Prove that if n is an integer and 3n + 2 is even, then n is even using a) a proof by contraposition. b) a proof by contradiction

a) Assume the negation of conclusion:

Let $n$ is an integer. Assume that $n$ is odd. By definition of odd numbers, exists integer $k$ such that $n=2k+1.$

Hence

$3n+2=3(2k+1)+2=6k+5=2(3k+2)+1$

So by definition of odd numbers, $3n+2$ is odd number. Thus we prove the negation of hypothesis.

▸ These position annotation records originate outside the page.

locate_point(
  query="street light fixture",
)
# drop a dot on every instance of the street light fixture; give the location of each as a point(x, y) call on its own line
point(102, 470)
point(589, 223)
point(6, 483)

Therefore we prove that if $n$ is an integer and $3n+2$ is even, then $n$ is even using a proof by contraposition.

b)

Let $n$ is an integer. Assume that $3n+2$ is even and $n$ is odd. Then by definition of odd numbers, there exists an integer $k$ such that $n=2k+1.$ Hence

$3n+2=3(2k+1)+2=6k+5=2(3k+2)+1$

So by definition of odd numbers, $3n+2$ is odd number, that contradicts our assumption that $3n+2$ is even.

Hence, it is not the case that $3n+2$ is even and $n$ is odd.

Therefore we prove that if $n$ is an integer and $3n+2$ is even, then $n$ is even using a proof by contradiction.